Calls to Bullock's and James' representatives, and Lindemulder were not returned.

Though Sunny may be a high-profile case of a child with "multiple mommies," given that 46 percent of marriages in the U.S. involve a remarriage for one or both spouses, it's not uncommon for today's children and teens to face the adjustment of having one or more step parents.

ABC News asked child and adolescent psychologists to weigh in on how to smooth the ride for kids making such a transition.

Shaken Stability: Why Kids of Divorcees Act Out

One of the biggest issues for kids when dealing with any divorce, whether it's the first for the third, is the loss of stability and routine in their lives, psychologists say.
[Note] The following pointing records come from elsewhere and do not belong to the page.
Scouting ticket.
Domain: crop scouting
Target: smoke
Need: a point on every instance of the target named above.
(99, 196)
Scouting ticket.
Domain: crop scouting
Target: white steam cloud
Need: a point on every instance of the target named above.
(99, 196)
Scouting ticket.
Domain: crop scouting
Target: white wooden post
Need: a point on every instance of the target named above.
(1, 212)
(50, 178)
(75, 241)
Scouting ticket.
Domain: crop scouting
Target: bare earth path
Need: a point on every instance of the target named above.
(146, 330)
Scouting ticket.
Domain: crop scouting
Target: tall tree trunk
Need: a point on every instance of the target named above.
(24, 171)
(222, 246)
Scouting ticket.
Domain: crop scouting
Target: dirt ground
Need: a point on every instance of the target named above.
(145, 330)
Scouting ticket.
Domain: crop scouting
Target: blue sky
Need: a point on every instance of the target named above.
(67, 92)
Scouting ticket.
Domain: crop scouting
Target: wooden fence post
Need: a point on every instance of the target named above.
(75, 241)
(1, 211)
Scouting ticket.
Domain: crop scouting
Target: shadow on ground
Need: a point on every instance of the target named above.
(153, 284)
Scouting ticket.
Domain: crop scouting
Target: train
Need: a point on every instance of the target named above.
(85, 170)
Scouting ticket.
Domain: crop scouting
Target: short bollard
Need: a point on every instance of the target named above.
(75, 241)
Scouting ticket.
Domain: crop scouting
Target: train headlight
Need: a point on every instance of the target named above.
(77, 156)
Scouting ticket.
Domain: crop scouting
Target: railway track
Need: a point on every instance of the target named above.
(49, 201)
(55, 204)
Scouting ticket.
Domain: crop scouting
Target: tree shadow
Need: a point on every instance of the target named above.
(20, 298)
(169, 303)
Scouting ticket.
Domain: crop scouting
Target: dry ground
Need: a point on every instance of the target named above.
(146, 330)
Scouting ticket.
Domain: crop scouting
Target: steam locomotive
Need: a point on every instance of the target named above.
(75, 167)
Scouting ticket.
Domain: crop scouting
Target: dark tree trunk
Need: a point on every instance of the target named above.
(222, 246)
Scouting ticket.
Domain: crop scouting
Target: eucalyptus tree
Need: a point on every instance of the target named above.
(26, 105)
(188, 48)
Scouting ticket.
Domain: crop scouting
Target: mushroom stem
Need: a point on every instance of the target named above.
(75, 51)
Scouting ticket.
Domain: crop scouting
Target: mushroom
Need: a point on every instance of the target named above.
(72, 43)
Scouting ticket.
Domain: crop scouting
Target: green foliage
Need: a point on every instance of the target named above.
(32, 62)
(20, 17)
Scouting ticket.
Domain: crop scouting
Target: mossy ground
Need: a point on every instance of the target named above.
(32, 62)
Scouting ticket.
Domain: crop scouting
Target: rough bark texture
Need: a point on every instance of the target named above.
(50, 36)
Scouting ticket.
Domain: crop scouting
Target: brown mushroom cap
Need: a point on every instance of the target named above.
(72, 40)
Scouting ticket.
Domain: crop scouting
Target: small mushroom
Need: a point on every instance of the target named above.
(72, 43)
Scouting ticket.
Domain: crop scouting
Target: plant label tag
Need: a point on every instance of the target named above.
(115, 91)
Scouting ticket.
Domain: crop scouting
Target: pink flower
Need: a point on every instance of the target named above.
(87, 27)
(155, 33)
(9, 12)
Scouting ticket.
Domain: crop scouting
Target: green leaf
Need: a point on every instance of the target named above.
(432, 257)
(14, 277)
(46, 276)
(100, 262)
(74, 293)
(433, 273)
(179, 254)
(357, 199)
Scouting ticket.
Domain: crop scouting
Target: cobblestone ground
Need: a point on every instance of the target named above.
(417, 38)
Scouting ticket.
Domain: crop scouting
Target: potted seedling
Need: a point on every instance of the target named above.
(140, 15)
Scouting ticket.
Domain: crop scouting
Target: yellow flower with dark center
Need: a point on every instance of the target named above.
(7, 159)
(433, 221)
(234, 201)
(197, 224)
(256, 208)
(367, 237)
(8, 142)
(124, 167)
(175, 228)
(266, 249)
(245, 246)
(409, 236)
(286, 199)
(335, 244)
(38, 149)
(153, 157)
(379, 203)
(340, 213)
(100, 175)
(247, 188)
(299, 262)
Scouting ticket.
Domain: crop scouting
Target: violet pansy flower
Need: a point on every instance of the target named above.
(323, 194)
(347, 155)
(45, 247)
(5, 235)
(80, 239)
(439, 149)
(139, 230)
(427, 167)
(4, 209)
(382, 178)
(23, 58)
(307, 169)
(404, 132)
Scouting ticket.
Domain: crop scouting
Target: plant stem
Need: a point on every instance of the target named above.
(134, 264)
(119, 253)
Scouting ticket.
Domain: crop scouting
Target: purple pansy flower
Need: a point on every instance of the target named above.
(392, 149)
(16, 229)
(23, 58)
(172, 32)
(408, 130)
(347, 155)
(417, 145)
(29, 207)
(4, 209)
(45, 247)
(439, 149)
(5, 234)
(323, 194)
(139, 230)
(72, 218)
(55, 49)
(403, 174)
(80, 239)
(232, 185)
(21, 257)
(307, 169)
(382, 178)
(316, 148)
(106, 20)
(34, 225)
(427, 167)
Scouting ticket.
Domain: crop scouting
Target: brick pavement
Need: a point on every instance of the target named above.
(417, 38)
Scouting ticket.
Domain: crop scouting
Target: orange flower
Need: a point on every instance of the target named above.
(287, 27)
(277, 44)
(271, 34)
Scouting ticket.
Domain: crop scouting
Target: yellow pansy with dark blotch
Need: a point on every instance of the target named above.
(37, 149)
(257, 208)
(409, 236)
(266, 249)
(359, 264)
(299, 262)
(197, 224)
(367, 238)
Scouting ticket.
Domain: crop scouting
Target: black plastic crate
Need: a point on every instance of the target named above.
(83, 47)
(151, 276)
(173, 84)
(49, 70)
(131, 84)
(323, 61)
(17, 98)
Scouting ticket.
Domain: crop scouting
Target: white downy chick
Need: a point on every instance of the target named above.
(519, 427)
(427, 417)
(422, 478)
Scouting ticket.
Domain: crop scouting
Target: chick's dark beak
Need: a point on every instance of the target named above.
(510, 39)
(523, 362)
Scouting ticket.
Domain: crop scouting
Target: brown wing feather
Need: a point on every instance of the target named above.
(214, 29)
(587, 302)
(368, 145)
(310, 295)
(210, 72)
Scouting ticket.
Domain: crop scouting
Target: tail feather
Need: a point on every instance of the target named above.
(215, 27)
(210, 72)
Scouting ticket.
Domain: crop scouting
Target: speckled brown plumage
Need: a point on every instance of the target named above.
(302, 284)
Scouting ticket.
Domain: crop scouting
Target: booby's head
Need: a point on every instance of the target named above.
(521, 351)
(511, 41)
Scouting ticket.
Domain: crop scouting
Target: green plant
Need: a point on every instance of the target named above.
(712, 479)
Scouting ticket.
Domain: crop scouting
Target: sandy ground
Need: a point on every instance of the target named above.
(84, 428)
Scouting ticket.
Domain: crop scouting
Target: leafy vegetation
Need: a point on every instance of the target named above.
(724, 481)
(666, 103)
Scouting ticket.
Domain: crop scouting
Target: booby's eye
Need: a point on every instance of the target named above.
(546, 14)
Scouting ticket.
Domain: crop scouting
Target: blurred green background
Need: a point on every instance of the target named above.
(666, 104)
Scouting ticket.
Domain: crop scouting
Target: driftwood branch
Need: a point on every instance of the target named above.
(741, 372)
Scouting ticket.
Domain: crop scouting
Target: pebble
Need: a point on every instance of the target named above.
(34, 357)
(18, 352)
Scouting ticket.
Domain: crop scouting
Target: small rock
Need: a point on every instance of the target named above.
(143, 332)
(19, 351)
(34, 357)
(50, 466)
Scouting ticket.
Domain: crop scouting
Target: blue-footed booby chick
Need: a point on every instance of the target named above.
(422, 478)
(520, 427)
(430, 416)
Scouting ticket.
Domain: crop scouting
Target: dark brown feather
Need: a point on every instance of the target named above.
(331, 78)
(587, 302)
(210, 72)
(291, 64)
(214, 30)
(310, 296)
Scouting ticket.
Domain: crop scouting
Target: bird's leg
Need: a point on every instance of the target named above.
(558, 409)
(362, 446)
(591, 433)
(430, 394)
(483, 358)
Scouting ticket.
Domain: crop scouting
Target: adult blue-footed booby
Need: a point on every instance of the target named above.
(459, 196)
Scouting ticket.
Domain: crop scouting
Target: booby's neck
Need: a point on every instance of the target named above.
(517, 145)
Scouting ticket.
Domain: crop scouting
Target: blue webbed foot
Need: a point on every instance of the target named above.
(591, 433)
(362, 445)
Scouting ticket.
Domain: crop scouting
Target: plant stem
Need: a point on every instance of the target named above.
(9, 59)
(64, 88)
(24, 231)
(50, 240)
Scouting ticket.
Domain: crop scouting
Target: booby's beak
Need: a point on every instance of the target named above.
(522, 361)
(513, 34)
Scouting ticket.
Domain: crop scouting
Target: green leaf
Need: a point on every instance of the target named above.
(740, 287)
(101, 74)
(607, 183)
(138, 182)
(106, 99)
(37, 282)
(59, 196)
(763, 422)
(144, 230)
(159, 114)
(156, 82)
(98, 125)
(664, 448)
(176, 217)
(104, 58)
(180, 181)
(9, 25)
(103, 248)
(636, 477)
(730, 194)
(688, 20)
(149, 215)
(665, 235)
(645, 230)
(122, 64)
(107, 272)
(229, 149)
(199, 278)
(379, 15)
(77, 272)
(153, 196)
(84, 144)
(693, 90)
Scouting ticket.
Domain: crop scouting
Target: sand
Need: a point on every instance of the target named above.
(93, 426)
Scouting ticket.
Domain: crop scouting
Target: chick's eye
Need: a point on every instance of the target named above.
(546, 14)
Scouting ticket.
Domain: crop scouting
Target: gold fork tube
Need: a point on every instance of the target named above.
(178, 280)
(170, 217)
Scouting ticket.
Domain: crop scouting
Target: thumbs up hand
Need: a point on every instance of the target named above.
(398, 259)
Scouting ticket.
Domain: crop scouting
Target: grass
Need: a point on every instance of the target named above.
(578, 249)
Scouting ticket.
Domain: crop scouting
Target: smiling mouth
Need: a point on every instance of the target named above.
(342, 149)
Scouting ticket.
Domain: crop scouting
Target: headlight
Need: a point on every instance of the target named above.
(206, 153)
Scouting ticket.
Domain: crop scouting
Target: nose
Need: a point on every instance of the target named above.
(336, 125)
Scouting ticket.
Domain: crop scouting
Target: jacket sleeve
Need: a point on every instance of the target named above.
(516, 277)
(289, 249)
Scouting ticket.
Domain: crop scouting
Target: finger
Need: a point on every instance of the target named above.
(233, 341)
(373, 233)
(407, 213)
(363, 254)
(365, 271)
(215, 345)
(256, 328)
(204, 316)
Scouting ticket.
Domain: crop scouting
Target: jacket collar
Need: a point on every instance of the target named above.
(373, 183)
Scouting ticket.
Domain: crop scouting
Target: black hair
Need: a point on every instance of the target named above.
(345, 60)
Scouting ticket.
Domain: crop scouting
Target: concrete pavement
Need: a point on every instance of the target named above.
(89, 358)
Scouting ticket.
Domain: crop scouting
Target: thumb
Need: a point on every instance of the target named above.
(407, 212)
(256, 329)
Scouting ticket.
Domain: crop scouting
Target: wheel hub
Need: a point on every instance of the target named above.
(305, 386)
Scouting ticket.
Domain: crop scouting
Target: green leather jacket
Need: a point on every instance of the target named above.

"The basic principle is that young children need to have stability in their lives, in particular regarding their caretakers," says Dr. William Bernet, a child and adolescent psychiatrist at Vanderbilt University. "They need to form trusting relationships with those people, whether that's a mom, a grandparent, a stepdad or even a babysitter. But in order to do that, they have to have that relationship over an extended period of time."

But when kids face multiple "transitions" from one marriage to another, one stepparent to another, the continuity of the relationship with caregivers is broken, says Robert Emery, professor of psychology at the University of Virginia and author of "The Truth About Children and Divorce."

"A remarriage isn't an hour at a wedding, it takes an adjustment [to the new parent] of two years or even longer," Emery says. "When you talk about multiple transitions, you're talking about a very large portion of a child's life lived in a state of uncertainty."

Children may become confused about authority and be unsure of what the new "rules" are going to be with the new parent. This can lead to rebellious behavior as the child resents the disruption this new parent poses in their lives, experts say.

But acting out isn't the only way that kids will show that they're struggling: They may become depressed and mourn the loss of the previous caregiver who has been cast off by their parent, they may become withdrawn, they might even become super well-behaved.

Some kids will become very well-behaved, Emery notes, but their apparent resilience belies their anxiety.

"They try trying to be the mediators, but there can be a lot going on beneath the surface," he says.